Relatively new 2020 Model 3 18", displaying 320 rated miles at 100%. Start a road trip, drive down to 16 rated miles (5%).

The trip meter will show that you consumed: 304rmi*0.955*0.99*241Wh/rmi = 69.3kWh.

If you now take another 2020 Model 3 18", "BMS drifted," displaying 300 rated miles at 100%. Do the same trip, drive down to 16 rated miles.

The trip meter will show that you consumed: 284rmi*0.955*0.99*241Wh/rmi = 64.7kWh.

Alternatively, you could take the FIRST 2020 Model 3 (with 320 miles @100%) and instead start at 300 rated miles, and drive down to 16 rated miles.

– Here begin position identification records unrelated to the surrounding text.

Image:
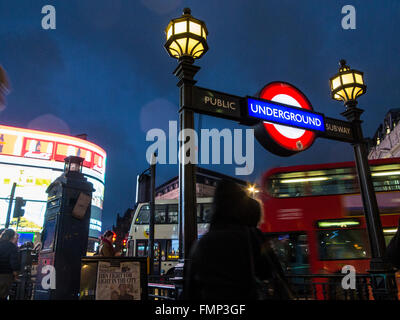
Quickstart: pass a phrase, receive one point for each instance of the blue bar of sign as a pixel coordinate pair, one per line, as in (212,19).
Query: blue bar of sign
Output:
(292,116)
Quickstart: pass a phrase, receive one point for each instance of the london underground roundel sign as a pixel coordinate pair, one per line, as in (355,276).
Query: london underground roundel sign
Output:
(280,139)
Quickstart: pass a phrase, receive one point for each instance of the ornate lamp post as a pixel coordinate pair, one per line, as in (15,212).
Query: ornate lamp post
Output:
(186,41)
(347,86)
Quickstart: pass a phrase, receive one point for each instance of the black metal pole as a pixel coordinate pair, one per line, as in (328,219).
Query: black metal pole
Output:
(10,205)
(185,72)
(152,213)
(384,281)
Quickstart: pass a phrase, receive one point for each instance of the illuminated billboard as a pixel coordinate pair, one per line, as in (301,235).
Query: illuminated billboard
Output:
(33,160)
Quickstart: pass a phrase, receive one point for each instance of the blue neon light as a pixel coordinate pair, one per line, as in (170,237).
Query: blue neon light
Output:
(269,111)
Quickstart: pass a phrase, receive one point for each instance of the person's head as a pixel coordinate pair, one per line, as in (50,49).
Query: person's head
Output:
(108,235)
(9,235)
(230,203)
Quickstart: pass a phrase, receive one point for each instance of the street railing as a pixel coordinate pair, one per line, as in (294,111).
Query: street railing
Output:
(329,287)
(304,287)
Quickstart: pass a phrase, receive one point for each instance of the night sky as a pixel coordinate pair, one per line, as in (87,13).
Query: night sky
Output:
(104,71)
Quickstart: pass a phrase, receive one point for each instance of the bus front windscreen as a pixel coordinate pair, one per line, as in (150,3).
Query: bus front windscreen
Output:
(342,244)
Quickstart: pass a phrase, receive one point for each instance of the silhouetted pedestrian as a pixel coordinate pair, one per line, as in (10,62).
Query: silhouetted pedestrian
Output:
(9,261)
(106,248)
(393,249)
(227,262)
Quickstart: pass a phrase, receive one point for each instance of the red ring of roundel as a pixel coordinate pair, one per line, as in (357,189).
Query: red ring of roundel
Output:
(268,93)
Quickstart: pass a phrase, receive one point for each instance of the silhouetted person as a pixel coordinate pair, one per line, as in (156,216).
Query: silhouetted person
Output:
(9,261)
(224,263)
(393,249)
(106,248)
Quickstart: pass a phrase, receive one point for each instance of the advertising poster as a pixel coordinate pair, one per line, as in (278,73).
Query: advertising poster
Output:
(118,282)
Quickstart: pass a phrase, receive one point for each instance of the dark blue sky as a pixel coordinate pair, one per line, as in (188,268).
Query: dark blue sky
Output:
(104,70)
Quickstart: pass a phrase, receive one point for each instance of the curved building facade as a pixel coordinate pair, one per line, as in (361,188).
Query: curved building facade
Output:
(33,159)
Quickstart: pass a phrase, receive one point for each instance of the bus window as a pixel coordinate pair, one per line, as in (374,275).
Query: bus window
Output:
(388,234)
(292,251)
(199,213)
(141,248)
(160,214)
(207,212)
(143,215)
(343,244)
(173,249)
(172,213)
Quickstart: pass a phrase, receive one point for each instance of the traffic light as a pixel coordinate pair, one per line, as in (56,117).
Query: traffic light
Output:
(18,208)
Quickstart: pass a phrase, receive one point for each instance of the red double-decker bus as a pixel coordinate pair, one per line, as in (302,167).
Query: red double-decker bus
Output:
(314,214)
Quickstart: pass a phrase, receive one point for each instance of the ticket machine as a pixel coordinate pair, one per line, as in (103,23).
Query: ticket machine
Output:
(65,234)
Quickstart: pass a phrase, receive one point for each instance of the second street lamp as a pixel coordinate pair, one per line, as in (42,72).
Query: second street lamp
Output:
(186,41)
(347,86)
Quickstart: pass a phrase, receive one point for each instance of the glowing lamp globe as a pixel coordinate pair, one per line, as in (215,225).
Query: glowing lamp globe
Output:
(348,84)
(186,37)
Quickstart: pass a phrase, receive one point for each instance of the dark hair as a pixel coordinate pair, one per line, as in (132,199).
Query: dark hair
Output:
(108,233)
(7,235)
(230,203)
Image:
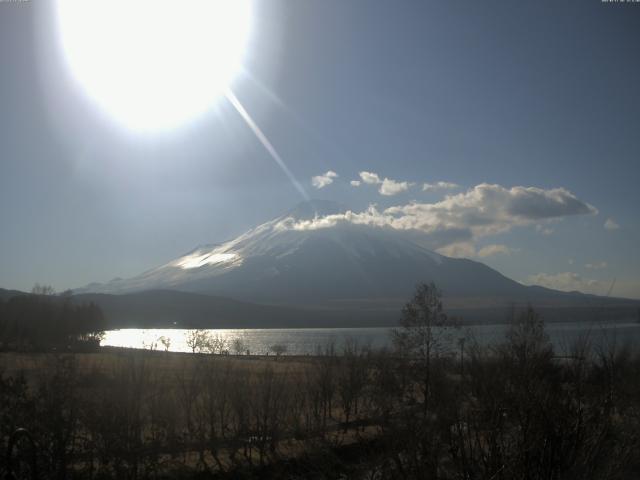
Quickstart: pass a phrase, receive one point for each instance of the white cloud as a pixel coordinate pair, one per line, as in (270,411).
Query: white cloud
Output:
(388,187)
(596,266)
(566,281)
(458,250)
(494,249)
(611,224)
(321,181)
(370,178)
(457,221)
(544,230)
(439,186)
(391,187)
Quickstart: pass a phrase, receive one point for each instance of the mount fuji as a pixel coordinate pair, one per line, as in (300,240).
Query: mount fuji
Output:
(344,267)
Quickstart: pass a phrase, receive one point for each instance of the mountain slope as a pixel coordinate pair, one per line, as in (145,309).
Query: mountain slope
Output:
(281,262)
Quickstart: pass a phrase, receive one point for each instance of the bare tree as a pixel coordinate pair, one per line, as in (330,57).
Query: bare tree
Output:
(423,334)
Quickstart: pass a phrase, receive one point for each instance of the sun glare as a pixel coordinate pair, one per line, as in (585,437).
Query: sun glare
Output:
(154,64)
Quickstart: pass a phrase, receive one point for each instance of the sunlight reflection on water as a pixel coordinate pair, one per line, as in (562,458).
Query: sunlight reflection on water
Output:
(305,341)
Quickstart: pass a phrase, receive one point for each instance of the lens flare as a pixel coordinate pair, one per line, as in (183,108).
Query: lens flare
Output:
(154,64)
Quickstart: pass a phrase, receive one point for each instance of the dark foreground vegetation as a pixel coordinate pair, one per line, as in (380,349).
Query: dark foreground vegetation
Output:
(424,410)
(45,321)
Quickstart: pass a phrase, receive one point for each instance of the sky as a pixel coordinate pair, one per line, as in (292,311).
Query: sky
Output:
(511,126)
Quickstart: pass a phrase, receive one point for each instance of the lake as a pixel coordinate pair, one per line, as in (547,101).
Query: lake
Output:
(303,341)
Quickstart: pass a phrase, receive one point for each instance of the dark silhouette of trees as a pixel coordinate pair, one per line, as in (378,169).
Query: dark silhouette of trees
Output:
(43,320)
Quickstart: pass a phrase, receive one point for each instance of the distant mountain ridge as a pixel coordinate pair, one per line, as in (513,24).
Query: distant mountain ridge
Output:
(282,262)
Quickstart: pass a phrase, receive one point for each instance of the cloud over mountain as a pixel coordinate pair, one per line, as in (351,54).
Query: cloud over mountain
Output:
(387,186)
(483,210)
(321,181)
(566,281)
(427,187)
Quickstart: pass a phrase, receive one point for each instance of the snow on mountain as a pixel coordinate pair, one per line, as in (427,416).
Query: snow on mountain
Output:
(279,263)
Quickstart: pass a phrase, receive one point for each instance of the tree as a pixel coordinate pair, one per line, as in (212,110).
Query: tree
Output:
(198,340)
(278,349)
(423,334)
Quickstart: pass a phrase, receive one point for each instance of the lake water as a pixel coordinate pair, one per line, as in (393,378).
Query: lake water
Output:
(303,341)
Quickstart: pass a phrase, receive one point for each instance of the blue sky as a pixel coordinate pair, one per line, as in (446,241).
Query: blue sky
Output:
(539,95)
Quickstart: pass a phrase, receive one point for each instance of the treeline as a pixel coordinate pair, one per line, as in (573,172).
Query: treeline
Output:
(431,408)
(42,320)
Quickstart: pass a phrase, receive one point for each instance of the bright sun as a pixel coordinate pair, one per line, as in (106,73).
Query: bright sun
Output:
(154,64)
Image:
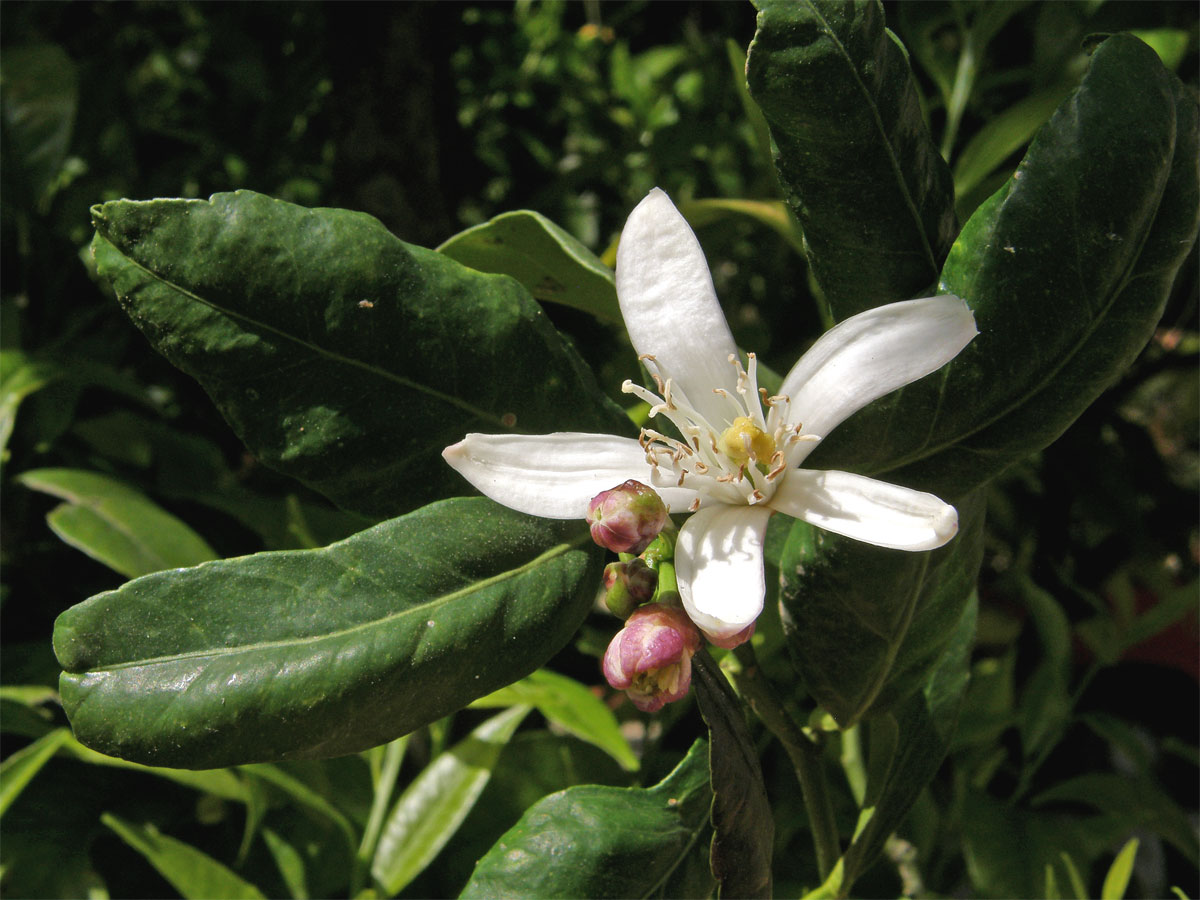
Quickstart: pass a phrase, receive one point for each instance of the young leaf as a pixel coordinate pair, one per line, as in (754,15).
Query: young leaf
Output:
(600,841)
(1067,269)
(341,355)
(573,707)
(432,808)
(927,723)
(277,655)
(867,625)
(19,768)
(744,829)
(115,525)
(192,873)
(1117,877)
(552,264)
(855,159)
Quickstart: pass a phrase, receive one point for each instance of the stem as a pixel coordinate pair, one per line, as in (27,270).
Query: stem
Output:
(801,749)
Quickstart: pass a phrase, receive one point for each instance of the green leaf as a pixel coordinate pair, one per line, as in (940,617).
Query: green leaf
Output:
(1139,802)
(41,93)
(21,767)
(289,863)
(19,376)
(1067,269)
(573,707)
(341,355)
(1003,135)
(924,726)
(865,624)
(115,525)
(600,841)
(773,214)
(276,655)
(192,873)
(855,159)
(1117,877)
(432,808)
(743,826)
(551,263)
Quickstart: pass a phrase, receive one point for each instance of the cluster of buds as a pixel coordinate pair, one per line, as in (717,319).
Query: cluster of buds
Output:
(651,657)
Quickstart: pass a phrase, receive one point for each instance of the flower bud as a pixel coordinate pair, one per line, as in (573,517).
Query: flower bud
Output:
(628,517)
(729,643)
(651,658)
(660,550)
(629,585)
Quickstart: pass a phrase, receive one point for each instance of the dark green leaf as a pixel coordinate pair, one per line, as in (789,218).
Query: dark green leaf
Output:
(41,93)
(924,726)
(279,654)
(192,873)
(340,354)
(600,841)
(1139,802)
(18,769)
(1067,269)
(432,808)
(570,706)
(115,525)
(555,267)
(856,161)
(865,625)
(744,829)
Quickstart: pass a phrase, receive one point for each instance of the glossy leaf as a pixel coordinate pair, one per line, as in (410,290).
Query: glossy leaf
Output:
(192,873)
(867,625)
(924,726)
(857,165)
(743,826)
(432,808)
(600,841)
(551,263)
(19,768)
(570,706)
(341,355)
(276,655)
(1067,269)
(117,525)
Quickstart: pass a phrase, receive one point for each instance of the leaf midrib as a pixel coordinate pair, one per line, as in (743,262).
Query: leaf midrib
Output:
(307,345)
(424,610)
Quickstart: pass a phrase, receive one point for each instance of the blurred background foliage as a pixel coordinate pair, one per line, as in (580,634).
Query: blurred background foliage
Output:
(1080,726)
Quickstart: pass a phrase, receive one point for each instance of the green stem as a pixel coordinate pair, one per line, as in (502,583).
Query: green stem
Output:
(801,749)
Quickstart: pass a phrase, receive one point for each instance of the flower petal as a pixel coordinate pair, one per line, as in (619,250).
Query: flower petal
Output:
(871,354)
(553,475)
(867,510)
(670,306)
(719,568)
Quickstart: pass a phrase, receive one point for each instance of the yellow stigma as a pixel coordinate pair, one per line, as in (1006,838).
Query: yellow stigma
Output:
(744,441)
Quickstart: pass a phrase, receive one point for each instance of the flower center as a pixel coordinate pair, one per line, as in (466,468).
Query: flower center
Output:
(744,441)
(737,460)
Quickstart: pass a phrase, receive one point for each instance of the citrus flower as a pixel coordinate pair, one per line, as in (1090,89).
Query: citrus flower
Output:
(735,454)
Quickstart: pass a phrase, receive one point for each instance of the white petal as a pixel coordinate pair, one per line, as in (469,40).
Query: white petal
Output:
(670,306)
(719,568)
(875,353)
(865,509)
(555,475)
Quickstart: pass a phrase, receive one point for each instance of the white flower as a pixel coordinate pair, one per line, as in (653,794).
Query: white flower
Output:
(739,455)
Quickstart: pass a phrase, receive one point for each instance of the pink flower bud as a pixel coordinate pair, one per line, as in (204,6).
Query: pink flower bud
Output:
(732,641)
(628,517)
(629,585)
(651,658)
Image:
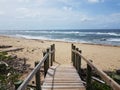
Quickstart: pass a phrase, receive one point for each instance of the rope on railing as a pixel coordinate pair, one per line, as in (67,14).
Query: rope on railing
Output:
(36,70)
(76,53)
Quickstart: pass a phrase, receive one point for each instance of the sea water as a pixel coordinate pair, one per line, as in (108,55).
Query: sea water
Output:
(93,36)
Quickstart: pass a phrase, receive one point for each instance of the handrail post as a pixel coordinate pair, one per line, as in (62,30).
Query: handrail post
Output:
(77,58)
(45,65)
(72,53)
(54,52)
(89,77)
(48,58)
(51,55)
(73,56)
(37,78)
(79,64)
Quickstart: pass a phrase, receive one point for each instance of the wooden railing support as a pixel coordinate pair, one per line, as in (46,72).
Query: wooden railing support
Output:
(77,59)
(54,52)
(79,64)
(51,63)
(72,53)
(89,78)
(73,56)
(48,59)
(45,65)
(37,78)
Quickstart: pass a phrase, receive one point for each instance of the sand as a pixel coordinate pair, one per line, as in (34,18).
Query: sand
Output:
(105,57)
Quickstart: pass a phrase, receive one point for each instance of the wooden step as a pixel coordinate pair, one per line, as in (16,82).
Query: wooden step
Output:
(62,78)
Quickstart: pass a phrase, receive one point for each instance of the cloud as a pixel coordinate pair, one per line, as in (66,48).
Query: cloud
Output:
(2,13)
(67,8)
(95,1)
(85,18)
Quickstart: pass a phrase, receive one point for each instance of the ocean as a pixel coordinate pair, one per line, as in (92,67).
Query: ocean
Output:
(103,36)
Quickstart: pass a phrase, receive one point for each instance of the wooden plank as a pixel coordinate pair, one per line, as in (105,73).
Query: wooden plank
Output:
(62,78)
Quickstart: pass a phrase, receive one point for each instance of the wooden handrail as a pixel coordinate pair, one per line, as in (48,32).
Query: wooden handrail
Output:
(34,71)
(103,75)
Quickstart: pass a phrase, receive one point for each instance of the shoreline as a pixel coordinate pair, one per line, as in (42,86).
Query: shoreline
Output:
(105,57)
(61,41)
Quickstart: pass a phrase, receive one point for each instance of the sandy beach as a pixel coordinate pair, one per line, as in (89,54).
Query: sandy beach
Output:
(105,57)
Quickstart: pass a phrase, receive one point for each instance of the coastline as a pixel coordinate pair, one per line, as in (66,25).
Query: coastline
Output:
(106,57)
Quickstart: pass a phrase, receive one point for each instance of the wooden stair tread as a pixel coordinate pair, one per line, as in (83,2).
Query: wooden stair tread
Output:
(62,78)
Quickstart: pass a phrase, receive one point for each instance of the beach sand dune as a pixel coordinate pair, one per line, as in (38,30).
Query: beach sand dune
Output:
(103,56)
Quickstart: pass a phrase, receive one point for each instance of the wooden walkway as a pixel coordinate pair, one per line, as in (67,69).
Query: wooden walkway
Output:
(62,78)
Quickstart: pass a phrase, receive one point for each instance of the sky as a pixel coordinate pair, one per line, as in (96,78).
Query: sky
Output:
(59,14)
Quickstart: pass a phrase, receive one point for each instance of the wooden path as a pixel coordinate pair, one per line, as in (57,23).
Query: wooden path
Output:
(62,78)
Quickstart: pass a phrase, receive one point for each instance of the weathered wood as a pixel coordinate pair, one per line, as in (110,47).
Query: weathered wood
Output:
(45,64)
(89,78)
(37,78)
(34,71)
(104,76)
(72,53)
(12,49)
(48,63)
(77,58)
(73,56)
(30,76)
(53,52)
(79,64)
(51,55)
(57,78)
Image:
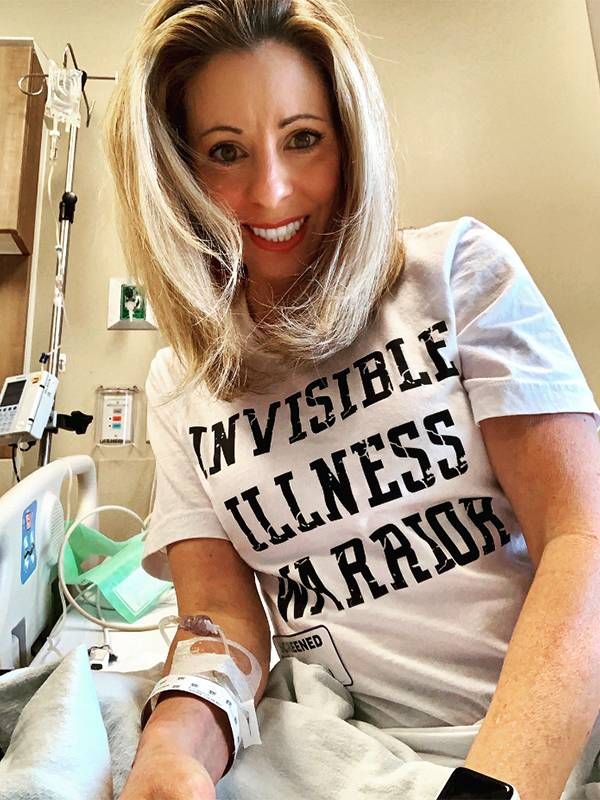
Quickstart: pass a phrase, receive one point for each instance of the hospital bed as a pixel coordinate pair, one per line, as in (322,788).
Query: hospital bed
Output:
(32,524)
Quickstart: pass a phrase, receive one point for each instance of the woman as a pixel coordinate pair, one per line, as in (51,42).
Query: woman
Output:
(316,418)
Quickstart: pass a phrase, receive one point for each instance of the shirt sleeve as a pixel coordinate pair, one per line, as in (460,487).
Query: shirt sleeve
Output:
(182,508)
(514,355)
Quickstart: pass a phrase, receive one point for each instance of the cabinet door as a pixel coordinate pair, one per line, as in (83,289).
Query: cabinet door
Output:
(21,123)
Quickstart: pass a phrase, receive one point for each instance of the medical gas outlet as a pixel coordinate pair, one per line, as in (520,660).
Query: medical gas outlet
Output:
(115,415)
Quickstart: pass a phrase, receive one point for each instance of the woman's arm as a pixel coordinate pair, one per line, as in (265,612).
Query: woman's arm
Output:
(548,694)
(209,578)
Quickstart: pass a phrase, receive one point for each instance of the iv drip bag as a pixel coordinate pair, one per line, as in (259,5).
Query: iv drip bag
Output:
(64,94)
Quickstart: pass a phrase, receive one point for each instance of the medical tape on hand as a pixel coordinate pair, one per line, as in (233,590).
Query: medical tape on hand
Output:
(221,669)
(206,689)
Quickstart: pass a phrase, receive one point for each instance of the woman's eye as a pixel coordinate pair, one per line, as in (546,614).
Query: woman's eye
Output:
(228,150)
(300,134)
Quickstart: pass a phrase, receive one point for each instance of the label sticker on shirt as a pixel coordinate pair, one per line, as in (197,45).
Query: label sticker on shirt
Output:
(314,646)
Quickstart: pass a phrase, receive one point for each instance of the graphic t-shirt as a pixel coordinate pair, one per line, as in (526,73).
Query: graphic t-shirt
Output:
(360,491)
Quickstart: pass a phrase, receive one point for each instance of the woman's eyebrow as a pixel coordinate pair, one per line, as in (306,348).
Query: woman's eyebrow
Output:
(282,124)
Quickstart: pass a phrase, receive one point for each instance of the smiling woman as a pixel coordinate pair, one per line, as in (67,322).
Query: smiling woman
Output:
(233,120)
(330,446)
(279,178)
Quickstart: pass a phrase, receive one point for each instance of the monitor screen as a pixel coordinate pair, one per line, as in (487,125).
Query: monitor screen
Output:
(13,392)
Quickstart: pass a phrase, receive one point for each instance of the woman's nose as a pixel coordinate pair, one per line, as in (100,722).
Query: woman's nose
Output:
(270,182)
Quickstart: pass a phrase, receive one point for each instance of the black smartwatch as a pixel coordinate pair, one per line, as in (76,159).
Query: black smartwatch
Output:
(466,784)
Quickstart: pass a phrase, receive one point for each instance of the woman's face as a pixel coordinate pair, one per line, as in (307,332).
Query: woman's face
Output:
(278,166)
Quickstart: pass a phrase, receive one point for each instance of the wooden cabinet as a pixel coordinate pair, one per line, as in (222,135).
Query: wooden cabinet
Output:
(21,127)
(21,123)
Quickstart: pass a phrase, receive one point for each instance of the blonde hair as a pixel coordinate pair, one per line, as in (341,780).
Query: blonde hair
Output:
(185,251)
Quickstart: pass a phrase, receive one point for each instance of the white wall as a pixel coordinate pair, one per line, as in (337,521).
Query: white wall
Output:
(496,109)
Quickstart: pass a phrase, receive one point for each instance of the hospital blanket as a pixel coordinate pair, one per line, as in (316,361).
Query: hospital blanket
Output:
(69,733)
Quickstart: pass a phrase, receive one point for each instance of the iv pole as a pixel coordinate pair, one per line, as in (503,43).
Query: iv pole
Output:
(65,218)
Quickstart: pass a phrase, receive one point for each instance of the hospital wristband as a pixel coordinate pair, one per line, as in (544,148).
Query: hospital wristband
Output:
(204,688)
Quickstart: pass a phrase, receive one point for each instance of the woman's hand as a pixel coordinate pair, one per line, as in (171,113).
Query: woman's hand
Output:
(162,775)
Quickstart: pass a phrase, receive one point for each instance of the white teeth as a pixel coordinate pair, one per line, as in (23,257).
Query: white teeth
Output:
(282,234)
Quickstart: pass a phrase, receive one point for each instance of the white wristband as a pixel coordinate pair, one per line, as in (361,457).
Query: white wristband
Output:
(200,687)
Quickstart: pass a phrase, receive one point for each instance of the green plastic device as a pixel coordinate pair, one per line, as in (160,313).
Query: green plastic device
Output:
(122,581)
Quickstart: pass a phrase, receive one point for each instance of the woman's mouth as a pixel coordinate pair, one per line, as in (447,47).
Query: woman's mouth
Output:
(268,239)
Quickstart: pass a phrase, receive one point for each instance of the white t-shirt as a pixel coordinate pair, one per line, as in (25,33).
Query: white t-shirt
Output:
(360,491)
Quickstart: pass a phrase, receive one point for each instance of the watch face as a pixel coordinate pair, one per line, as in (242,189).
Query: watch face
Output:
(465,784)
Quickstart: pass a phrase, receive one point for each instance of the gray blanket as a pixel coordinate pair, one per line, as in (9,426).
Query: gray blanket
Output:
(70,734)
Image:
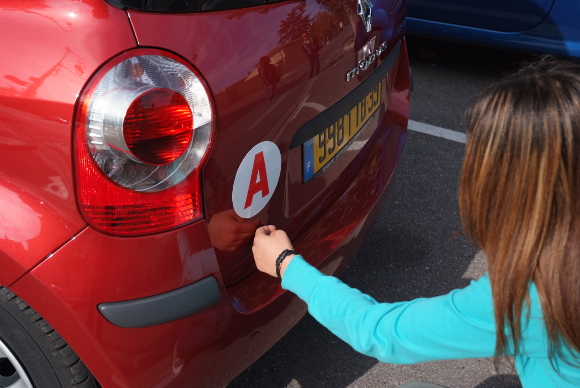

You'll see the same 64.7kWh.

These are approximate numbers, but they are within 1-2% of the result (way tighter than the 7% difference between the numbers).

If you don't believe me, try it yourself. It's easily verified for whatever vehicle you have.

In the rare case of a large BMS drift that is actually just an error (which I agree may be possible in rare cases, of course), the numbers of course may not align. But this is not the NORM.

I'm not sure, but I think you were also making the point that practically it doesn't make much difference, which is true in most situations. But it's not true in the remaining situations, which are typically the ones of interest.


Imho the displayed typical range is very accurate and a direct reflection of what the BMS thinks the capacity is (in fact it aligns perfectly with the nominal full pack w/o the buffer). Yes, there might be some battery imbalance etc which isn't accounted for but it is very rare for a Model 3 battery to become unbalanced.